These questions boil down to one thing: trust. It’s very important that you take some time to decide who it is that you would trust to take care of things if you’re not around or unable to do them yourself. You can then give this person (or persons) the legal authority in your estate plan to take care of these issues. Otherwise, a judge might decide who that person will be, and it could be someone that you’d rather not be trusted with such important matters.

So, make a list of the people who you’d want to be in charge of the following things (it’s okay if it’s all the same person). If you’re married, your first choice would probably be your spouse. If so, think about a back up choice in case your spouse has already passed away or is also incapacitated. It happens more often than you’d think.

  • Manage your finances if you’re in the hospital and unable to take care of things like paying bills. This person would have full access to your bank accounts and other assets.
    Raise your children (if you have children under the age of 18). This person would also hold on your children’s inheritance until they reach age 18.
  • Administer your estate after you pass away. This person would make sure that your money, valuables, and other belongings go to the right people.
  • Make healthcare decisions on your behalf if you’re unconscious or otherwise can’t make such decisions. This person will decide things like whether or not you should have surgery, receive an organ transplant, or remain on life support.

These aren’t pleasant circumstances to think about, but it’s very important to take this step and make these hard decisions — especially if you have kids that might have to go live with someone else if something happens to both their parents.

Step 3: Make A Will

A Last Will and Testament is the one estate planning document that everyone should have, regardless of wealth or family situation. A Will allows you to state who should inherit your property, as well as who should serve as the guardians of your minor children if something should happen to you. You can also nominate one of the trusted people you identified in Step 2 to serve as executor of your estate.

Depending on the complexity of your estate and your budget, you can make a will yourself, use an online form, or hire an estate planning attorney.

Step 4: Consider a Living Trust

If you own real estate or have many potential heirs, your estate plan should probably include a living trust.  The primary benefit of a living trust is the ability for your estate to avoid probate, but there are other benefits, too. These include managing your children’s inheritance and reducing estate taxes. Your living trust will have to have a successor trustee to take over management of your property after your death.
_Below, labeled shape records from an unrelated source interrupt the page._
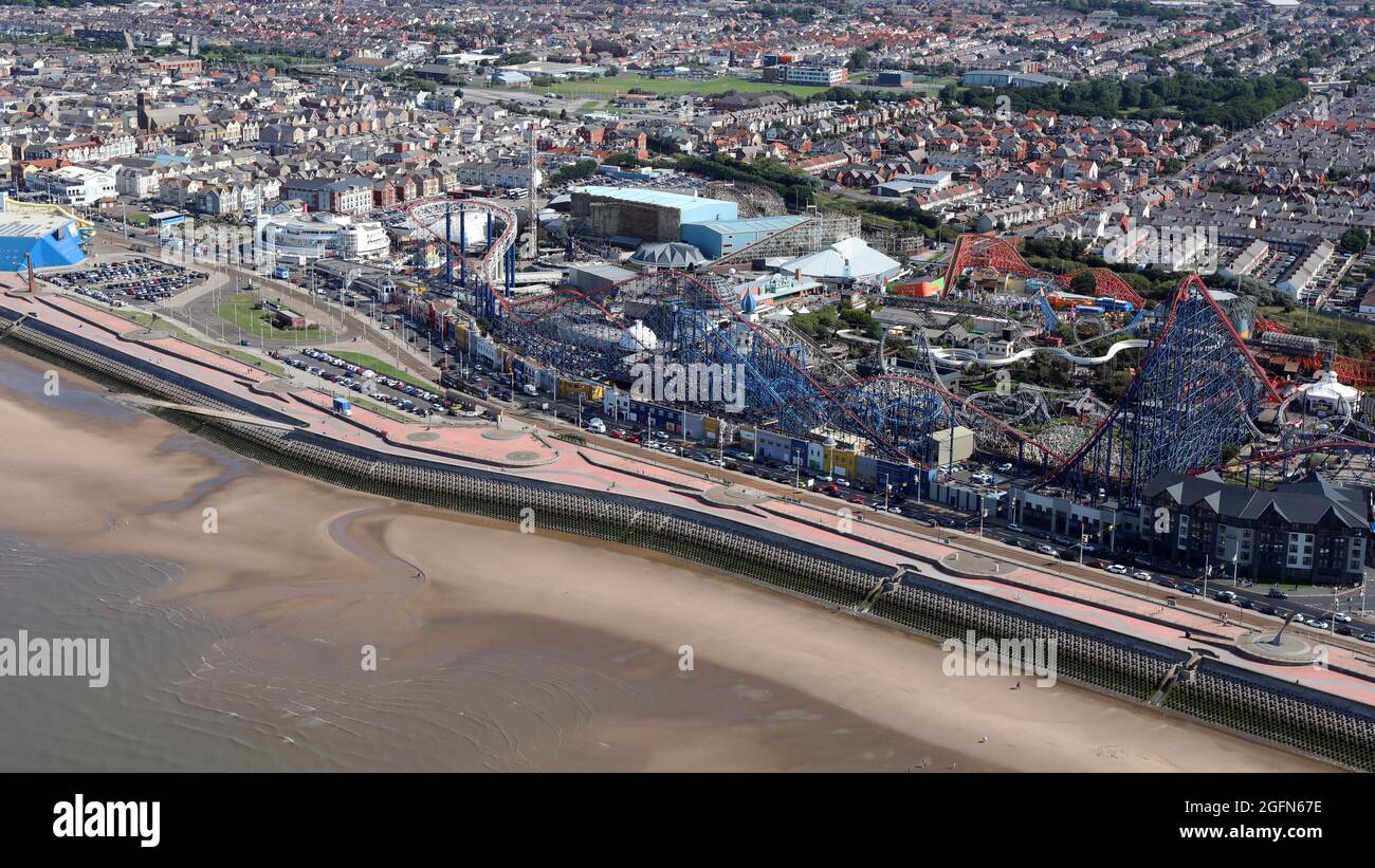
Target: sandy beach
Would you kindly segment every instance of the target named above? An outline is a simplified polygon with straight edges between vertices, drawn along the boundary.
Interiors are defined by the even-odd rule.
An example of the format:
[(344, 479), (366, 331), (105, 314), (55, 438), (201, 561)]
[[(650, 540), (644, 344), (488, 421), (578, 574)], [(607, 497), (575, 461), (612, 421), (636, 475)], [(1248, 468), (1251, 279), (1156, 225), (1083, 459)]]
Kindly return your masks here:
[[(285, 643), (342, 698), (375, 698), (385, 681), (378, 720), (414, 702), (428, 754), (403, 761), (388, 744), (375, 768), (1327, 768), (1066, 684), (945, 677), (931, 641), (672, 559), (231, 460), (162, 420), (95, 412), (99, 389), (72, 374), (45, 398), (43, 365), (7, 349), (0, 363), (0, 529), (180, 564), (160, 602), (234, 625), (227, 646)], [(377, 672), (359, 669), (363, 646)], [(289, 678), (292, 654), (260, 666)], [(440, 732), (458, 717), (472, 733)], [(341, 743), (368, 768), (381, 736), (352, 736)], [(329, 753), (283, 765), (333, 768)]]

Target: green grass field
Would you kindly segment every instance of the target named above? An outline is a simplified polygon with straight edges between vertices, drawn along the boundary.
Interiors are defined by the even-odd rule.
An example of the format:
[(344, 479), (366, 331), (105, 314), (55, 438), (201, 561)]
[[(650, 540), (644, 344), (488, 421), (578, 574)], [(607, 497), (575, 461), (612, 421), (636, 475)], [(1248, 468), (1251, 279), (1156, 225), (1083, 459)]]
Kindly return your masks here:
[(825, 88), (810, 88), (799, 84), (745, 81), (744, 78), (736, 78), (734, 76), (727, 76), (725, 78), (708, 78), (707, 81), (686, 81), (681, 78), (650, 78), (649, 76), (642, 76), (639, 73), (615, 76), (612, 78), (561, 81), (543, 88), (536, 87), (534, 91), (540, 93), (558, 93), (564, 99), (575, 99), (579, 96), (610, 98), (626, 93), (631, 88), (639, 88), (641, 91), (659, 93), (660, 96), (682, 96), (683, 93), (700, 93), (707, 96), (711, 93), (725, 93), (726, 91), (738, 91), (740, 93), (782, 91), (784, 93), (792, 93), (793, 96), (813, 96), (825, 91)]
[(195, 335), (192, 335), (191, 332), (179, 328), (170, 320), (166, 320), (164, 317), (158, 317), (157, 320), (154, 320), (151, 313), (144, 313), (142, 310), (131, 310), (129, 308), (106, 308), (104, 305), (98, 305), (96, 302), (94, 302), (91, 299), (87, 299), (87, 298), (80, 298), (80, 301), (82, 304), (91, 305), (92, 308), (98, 306), (102, 310), (107, 310), (107, 312), (110, 312), (110, 313), (113, 313), (113, 315), (116, 315), (118, 317), (129, 320), (131, 323), (138, 323), (139, 326), (143, 326), (144, 328), (157, 328), (158, 331), (165, 331), (169, 335), (172, 335), (173, 338), (180, 338), (180, 339), (186, 341), (187, 343), (194, 343), (194, 345), (197, 345), (199, 347), (210, 350), (212, 353), (219, 353), (221, 356), (228, 356), (230, 358), (242, 361), (243, 364), (250, 364), (254, 368), (261, 368), (263, 371), (267, 371), (268, 374), (275, 374), (276, 376), (285, 376), (286, 375), (286, 368), (283, 365), (276, 364), (275, 361), (268, 361), (267, 358), (258, 358), (253, 353), (245, 353), (242, 350), (235, 350), (235, 349), (230, 349), (230, 347), (224, 347), (224, 346), (216, 346), (214, 343), (209, 343), (208, 341), (202, 341), (202, 339), (197, 338)]
[(214, 312), (220, 315), (220, 319), (232, 323), (248, 334), (258, 338), (311, 338), (318, 341), (329, 336), (329, 332), (319, 326), (307, 326), (305, 328), (278, 328), (272, 324), (271, 310), (265, 308), (261, 310), (253, 309), (253, 304), (257, 301), (257, 293), (235, 293), (226, 301), (220, 302)]

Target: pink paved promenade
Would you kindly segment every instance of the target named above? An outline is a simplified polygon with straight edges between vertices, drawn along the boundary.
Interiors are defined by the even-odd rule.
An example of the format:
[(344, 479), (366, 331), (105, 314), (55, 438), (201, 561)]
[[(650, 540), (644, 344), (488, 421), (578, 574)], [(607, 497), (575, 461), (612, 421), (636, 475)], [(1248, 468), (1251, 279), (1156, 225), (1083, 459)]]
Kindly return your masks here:
[[(639, 499), (646, 505), (661, 504), (714, 515), (784, 538), (844, 552), (891, 573), (906, 569), (950, 585), (1147, 639), (1180, 651), (1209, 647), (1222, 661), (1238, 667), (1298, 681), (1375, 706), (1375, 663), (1368, 655), (1360, 655), (1349, 648), (1331, 647), (1331, 667), (1326, 670), (1312, 666), (1257, 663), (1236, 656), (1222, 647), (1226, 640), (1243, 633), (1239, 626), (1224, 626), (1200, 614), (1163, 607), (1132, 593), (1085, 584), (1004, 558), (994, 558), (998, 562), (996, 578), (962, 578), (935, 566), (960, 551), (957, 545), (946, 545), (914, 532), (865, 521), (858, 514), (842, 522), (846, 516), (836, 511), (778, 497), (740, 505), (722, 504), (705, 497), (705, 493), (718, 489), (720, 482), (705, 478), (704, 474), (641, 461), (591, 446), (578, 446), (557, 439), (547, 431), (531, 430), (528, 426), (503, 430), (494, 426), (407, 423), (359, 407), (353, 408), (351, 416), (344, 418), (333, 412), (333, 396), (324, 391), (316, 389), (274, 391), (268, 383), (274, 379), (270, 374), (176, 338), (139, 339), (139, 335), (144, 334), (142, 327), (72, 298), (8, 293), (0, 295), (0, 308), (34, 315), (50, 326), (192, 378), (246, 404), (285, 413), (305, 431), (366, 448), (378, 455), (480, 468), (513, 478)], [(968, 551), (961, 555), (961, 558), (975, 556), (993, 558), (983, 552)], [(1009, 558), (1024, 556), (1024, 553), (1009, 553)], [(1185, 633), (1189, 633), (1189, 637)]]

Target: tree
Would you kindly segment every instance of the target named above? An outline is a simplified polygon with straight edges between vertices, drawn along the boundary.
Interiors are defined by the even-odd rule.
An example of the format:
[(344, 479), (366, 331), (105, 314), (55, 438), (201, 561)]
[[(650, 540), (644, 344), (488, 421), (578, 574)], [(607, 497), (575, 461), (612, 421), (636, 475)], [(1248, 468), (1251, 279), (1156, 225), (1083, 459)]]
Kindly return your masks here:
[(1361, 254), (1370, 247), (1371, 236), (1370, 232), (1360, 227), (1352, 227), (1350, 229), (1342, 232), (1342, 238), (1338, 239), (1338, 247), (1342, 253)]
[(1078, 293), (1079, 295), (1093, 295), (1099, 288), (1099, 282), (1089, 269), (1081, 271), (1070, 282), (1070, 291)]

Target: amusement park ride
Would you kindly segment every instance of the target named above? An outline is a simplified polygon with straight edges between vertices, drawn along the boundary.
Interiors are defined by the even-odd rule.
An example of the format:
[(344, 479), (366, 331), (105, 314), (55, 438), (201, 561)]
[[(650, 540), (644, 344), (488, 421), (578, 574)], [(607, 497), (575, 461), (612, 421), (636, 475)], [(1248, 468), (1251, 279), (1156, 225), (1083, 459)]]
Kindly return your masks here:
[[(862, 378), (818, 360), (808, 342), (789, 330), (755, 321), (749, 304), (727, 297), (733, 287), (714, 273), (659, 271), (595, 291), (565, 288), (517, 299), (509, 283), (514, 214), (494, 210), (494, 220), (506, 217), (510, 222), (492, 236), (476, 269), (468, 268), (463, 243), (441, 239), (451, 250), (446, 273), (466, 290), (472, 312), (491, 326), (500, 345), (562, 376), (628, 383), (630, 367), (649, 354), (711, 371), (742, 371), (741, 420), (798, 437), (818, 431), (858, 437), (874, 455), (914, 467), (930, 464), (938, 433), (962, 426), (975, 433), (980, 452), (1015, 461), (1034, 489), (1082, 501), (1134, 505), (1162, 471), (1214, 470), (1247, 485), (1268, 485), (1321, 468), (1375, 481), (1375, 429), (1350, 408), (1321, 419), (1310, 415), (1301, 400), (1304, 386), (1266, 372), (1198, 276), (1180, 282), (1165, 316), (1156, 310), (1151, 324), (1140, 316), (1144, 299), (1132, 287), (1110, 271), (1093, 271), (1097, 291), (1137, 306), (1133, 327), (1152, 334), (1148, 342), (1133, 342), (1143, 347), (1141, 358), (1114, 407), (1056, 422), (1045, 418), (1035, 387), (1019, 386), (1012, 396), (990, 400), (990, 393), (958, 394), (921, 376), (921, 368), (890, 372), (880, 365), (881, 374)], [(946, 286), (975, 266), (1048, 276), (1031, 269), (1008, 242), (967, 235), (956, 244)], [(506, 279), (505, 288), (498, 276)], [(1060, 286), (1072, 280), (1048, 277)], [(1260, 331), (1265, 328), (1277, 327), (1262, 321)], [(1353, 364), (1367, 363), (1332, 367), (1341, 375)], [(683, 409), (719, 412), (693, 404)], [(1266, 411), (1273, 412), (1268, 431), (1258, 424)], [(1037, 424), (1018, 427), (1028, 420)]]

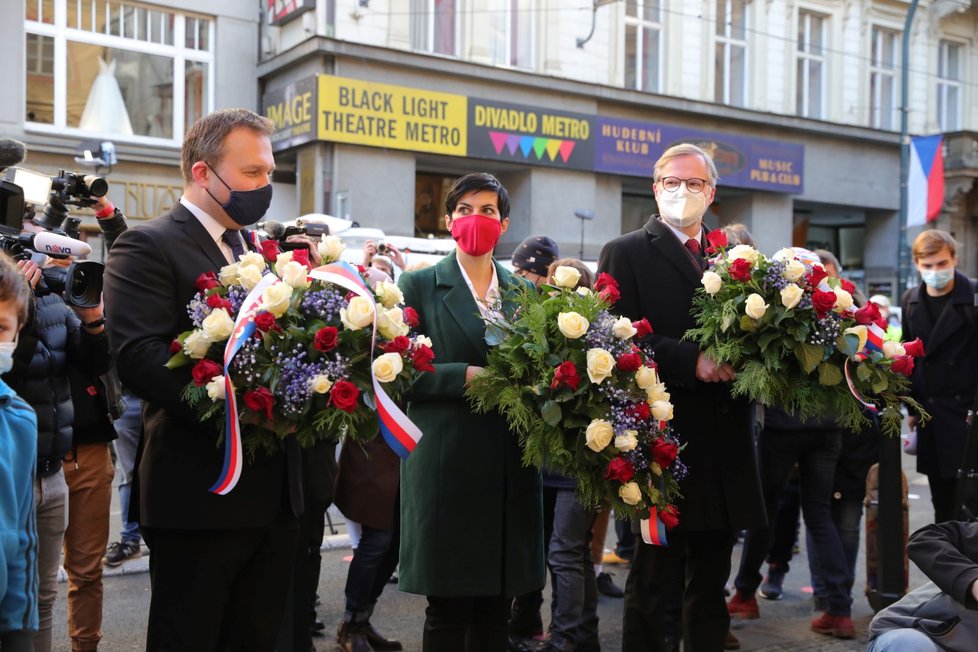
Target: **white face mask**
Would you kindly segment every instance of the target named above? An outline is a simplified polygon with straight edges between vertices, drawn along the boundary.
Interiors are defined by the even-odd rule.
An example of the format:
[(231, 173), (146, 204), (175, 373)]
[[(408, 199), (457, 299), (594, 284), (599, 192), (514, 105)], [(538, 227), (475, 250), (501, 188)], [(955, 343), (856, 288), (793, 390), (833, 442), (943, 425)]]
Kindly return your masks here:
[(677, 229), (693, 226), (706, 214), (706, 190), (692, 193), (685, 183), (673, 191), (659, 191), (655, 201), (662, 219)]

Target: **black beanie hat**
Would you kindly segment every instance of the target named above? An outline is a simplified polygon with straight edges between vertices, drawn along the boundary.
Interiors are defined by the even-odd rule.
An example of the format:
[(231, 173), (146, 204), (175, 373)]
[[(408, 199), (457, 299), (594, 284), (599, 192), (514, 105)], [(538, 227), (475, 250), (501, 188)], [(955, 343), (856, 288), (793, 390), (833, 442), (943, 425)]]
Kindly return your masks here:
[(550, 263), (560, 257), (560, 247), (545, 235), (531, 235), (513, 252), (513, 267), (539, 276), (547, 275)]

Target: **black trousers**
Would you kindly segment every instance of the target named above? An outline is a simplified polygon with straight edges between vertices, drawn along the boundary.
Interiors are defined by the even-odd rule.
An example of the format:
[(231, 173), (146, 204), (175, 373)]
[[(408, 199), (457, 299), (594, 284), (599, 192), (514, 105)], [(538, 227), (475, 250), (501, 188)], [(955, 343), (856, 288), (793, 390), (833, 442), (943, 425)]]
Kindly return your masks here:
[(272, 652), (284, 613), (298, 522), (243, 530), (142, 528), (152, 597), (147, 652)]
[(512, 598), (428, 596), (424, 652), (504, 652)]
[(625, 583), (622, 652), (658, 652), (665, 644), (665, 613), (683, 591), (683, 649), (723, 649), (730, 615), (723, 587), (730, 576), (733, 533), (729, 530), (673, 530), (668, 546), (636, 542), (635, 557)]

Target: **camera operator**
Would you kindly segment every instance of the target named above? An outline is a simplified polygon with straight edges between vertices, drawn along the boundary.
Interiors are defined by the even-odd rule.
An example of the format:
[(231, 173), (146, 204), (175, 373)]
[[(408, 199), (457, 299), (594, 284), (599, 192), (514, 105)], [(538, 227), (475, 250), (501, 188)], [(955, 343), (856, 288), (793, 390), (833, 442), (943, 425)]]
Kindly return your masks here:
[[(30, 222), (25, 221), (24, 226), (26, 230), (37, 230)], [(40, 286), (41, 270), (35, 263), (22, 260), (17, 266), (35, 296), (28, 327), (22, 332), (14, 352), (14, 367), (4, 380), (38, 415), (34, 494), (40, 628), (34, 645), (37, 652), (49, 652), (58, 565), (68, 516), (68, 487), (62, 468), (62, 460), (72, 446), (74, 422), (68, 372), (75, 369), (98, 375), (108, 371), (112, 361), (101, 302), (88, 308), (69, 307), (59, 294), (39, 291), (43, 287)], [(77, 458), (70, 463), (73, 467), (81, 467)]]

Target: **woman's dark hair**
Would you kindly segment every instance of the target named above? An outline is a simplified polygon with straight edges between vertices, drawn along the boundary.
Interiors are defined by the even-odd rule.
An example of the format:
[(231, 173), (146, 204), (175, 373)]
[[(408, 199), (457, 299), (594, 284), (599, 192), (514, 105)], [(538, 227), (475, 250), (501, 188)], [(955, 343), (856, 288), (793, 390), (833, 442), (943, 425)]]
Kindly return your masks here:
[(445, 212), (452, 215), (458, 200), (470, 192), (490, 190), (496, 193), (496, 204), (499, 206), (499, 219), (509, 217), (509, 193), (499, 179), (487, 172), (473, 172), (455, 180), (445, 196)]

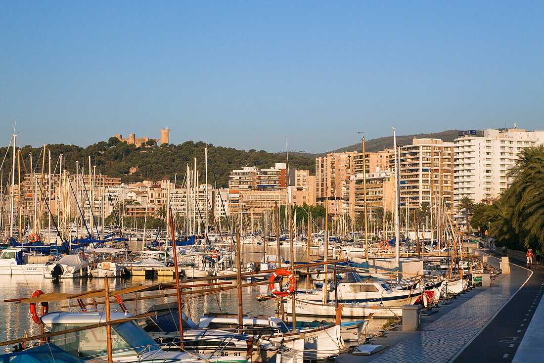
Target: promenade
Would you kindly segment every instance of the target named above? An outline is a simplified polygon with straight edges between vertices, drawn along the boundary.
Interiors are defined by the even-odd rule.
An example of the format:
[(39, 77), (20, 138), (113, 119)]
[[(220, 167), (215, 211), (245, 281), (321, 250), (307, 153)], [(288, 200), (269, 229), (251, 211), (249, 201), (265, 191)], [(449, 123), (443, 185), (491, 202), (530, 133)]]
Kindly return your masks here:
[[(490, 256), (489, 262), (498, 267), (498, 255), (478, 253)], [(441, 305), (437, 313), (422, 316), (421, 330), (403, 332), (399, 325), (398, 331), (387, 331), (386, 337), (370, 340), (388, 348), (370, 356), (342, 354), (337, 361), (512, 361), (518, 348), (523, 347), (524, 334), (542, 297), (544, 272), (528, 270), (521, 261), (510, 262), (511, 273), (500, 275), (490, 287), (473, 289)], [(544, 306), (542, 310), (544, 316)]]

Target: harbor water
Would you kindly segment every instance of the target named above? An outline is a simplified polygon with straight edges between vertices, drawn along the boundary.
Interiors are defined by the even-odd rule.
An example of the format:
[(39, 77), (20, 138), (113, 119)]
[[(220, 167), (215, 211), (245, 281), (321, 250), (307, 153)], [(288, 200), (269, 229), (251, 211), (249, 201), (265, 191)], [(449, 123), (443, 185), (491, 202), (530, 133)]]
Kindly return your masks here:
[[(273, 243), (275, 245), (275, 243)], [(277, 254), (277, 248), (271, 245), (265, 247), (261, 245), (242, 245), (242, 261), (245, 264), (251, 261), (258, 264), (266, 251), (268, 254)], [(282, 247), (281, 248), (282, 255), (289, 260), (289, 248), (287, 247)], [(295, 261), (306, 261), (306, 250), (305, 248), (296, 248)], [(320, 258), (314, 254), (311, 255), (311, 260)], [(322, 258), (322, 256), (320, 257)], [(332, 258), (332, 257), (331, 257)], [(173, 278), (155, 278), (153, 279), (145, 279), (143, 276), (131, 276), (128, 278), (110, 278), (108, 280), (109, 288), (111, 290), (118, 290), (135, 285), (150, 285), (156, 282), (171, 282)], [(218, 282), (218, 281), (212, 281)], [(236, 284), (235, 280), (226, 281), (227, 285), (225, 286), (232, 286)], [(104, 281), (103, 279), (83, 278), (76, 279), (61, 280), (59, 281), (53, 281), (38, 276), (0, 276), (0, 299), (2, 302), (2, 313), (0, 315), (0, 324), (3, 324), (5, 328), (0, 330), (0, 340), (7, 340), (21, 338), (25, 333), (28, 336), (35, 335), (40, 334), (40, 326), (36, 324), (30, 317), (29, 314), (29, 305), (28, 304), (15, 304), (14, 303), (4, 303), (3, 300), (17, 298), (30, 297), (36, 290), (41, 290), (45, 293), (61, 292), (61, 293), (81, 293), (94, 290), (103, 288)], [(305, 280), (299, 282), (299, 287), (306, 286)], [(197, 288), (205, 288), (199, 287)], [(156, 296), (161, 294), (171, 293), (174, 290), (162, 290), (151, 291), (138, 293), (138, 297), (146, 296)], [(243, 301), (244, 313), (250, 316), (269, 315), (274, 316), (276, 314), (276, 300), (267, 299), (263, 302), (258, 302), (256, 299), (258, 295), (267, 296), (270, 294), (268, 286), (263, 285), (245, 288), (243, 290)], [(123, 300), (129, 300), (134, 297), (133, 294), (125, 295), (121, 297)], [(184, 296), (185, 307), (184, 312), (197, 324), (200, 317), (208, 313), (215, 314), (236, 314), (238, 313), (238, 295), (236, 289), (232, 289), (225, 291), (220, 291), (217, 293), (211, 294), (197, 298), (191, 298), (190, 295)], [(103, 300), (103, 299), (102, 299)], [(139, 300), (134, 311), (134, 304), (133, 302), (125, 302), (125, 305), (129, 311), (138, 314), (145, 312), (147, 310), (153, 305), (163, 304), (165, 303), (176, 301), (175, 296), (160, 297), (150, 299)], [(92, 306), (92, 302), (88, 299), (84, 302), (88, 307)], [(77, 305), (75, 299), (62, 302), (54, 302), (50, 303), (49, 311), (78, 311), (80, 307), (72, 306), (66, 307), (67, 305)], [(115, 310), (120, 311), (120, 309), (116, 303), (111, 304), (112, 311)], [(103, 304), (98, 305), (99, 311), (104, 309)], [(114, 310), (115, 309), (115, 310)], [(39, 309), (37, 309), (39, 310)], [(287, 319), (289, 317), (286, 317)], [(323, 320), (323, 318), (317, 317), (314, 319), (312, 317), (300, 317), (298, 320), (305, 321), (313, 321), (314, 320)], [(327, 319), (332, 321), (332, 318)], [(384, 322), (382, 319), (375, 319), (369, 324), (369, 331), (376, 331), (381, 329)], [(5, 347), (7, 350), (10, 350), (11, 347)]]

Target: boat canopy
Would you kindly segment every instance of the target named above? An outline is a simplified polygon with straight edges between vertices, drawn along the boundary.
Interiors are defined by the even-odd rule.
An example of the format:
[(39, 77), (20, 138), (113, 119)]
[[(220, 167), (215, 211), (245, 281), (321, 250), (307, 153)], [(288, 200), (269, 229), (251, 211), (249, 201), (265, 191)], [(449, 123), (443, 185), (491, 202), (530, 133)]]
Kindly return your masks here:
[(22, 352), (0, 355), (0, 361), (10, 363), (83, 363), (54, 344), (48, 343)]
[(98, 254), (116, 254), (124, 250), (121, 248), (107, 248), (106, 247), (92, 249), (93, 252)]
[(89, 266), (87, 261), (79, 257), (79, 255), (66, 255), (57, 261), (57, 264), (72, 266), (76, 269)]
[(164, 267), (166, 265), (160, 261), (148, 257), (145, 260), (139, 261), (137, 262), (133, 262), (130, 264), (131, 266), (146, 266), (149, 267)]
This should be one of the trusted people you identified in Step 2.

Step 5: Make a Financial Power of Attorney

A durable financial power of attorney appoints a trusted family member or friend to manage your finances if you become incapacitated or unable to handle your affairs. You should choose someone that you trust because he or she will have access to your bank accounts and other property without court supervision. All financial powers of attorney cease upon your death, so they are not a replacement for a Will or Living Trust.

Step 6: Make a Healthcare Power of Attorney

A health care power of attorney appoints a trusted family member or friend to make decisions regarding your health care in the event you are mentally or physically unable to make decisions for yourself. It also includes a declaration of your wishes for end-of-life care (a “living will”). You should discuss these wishes with your health care agent to make sure they understand your desires.

Step 7:  Protect Your Children’s Inheritance

If you have children, you should consider setting up your estate plan in a manner that protects their inheritance from frivolous spending or creditors. This can include restricting the conditions under which they’ll receive their inheritance or simply delaying their inheritance until they reach an age where you think they’ll be mature enough to handle it responsibly. You can accomplish this type of planning with a Will or a Living Trust.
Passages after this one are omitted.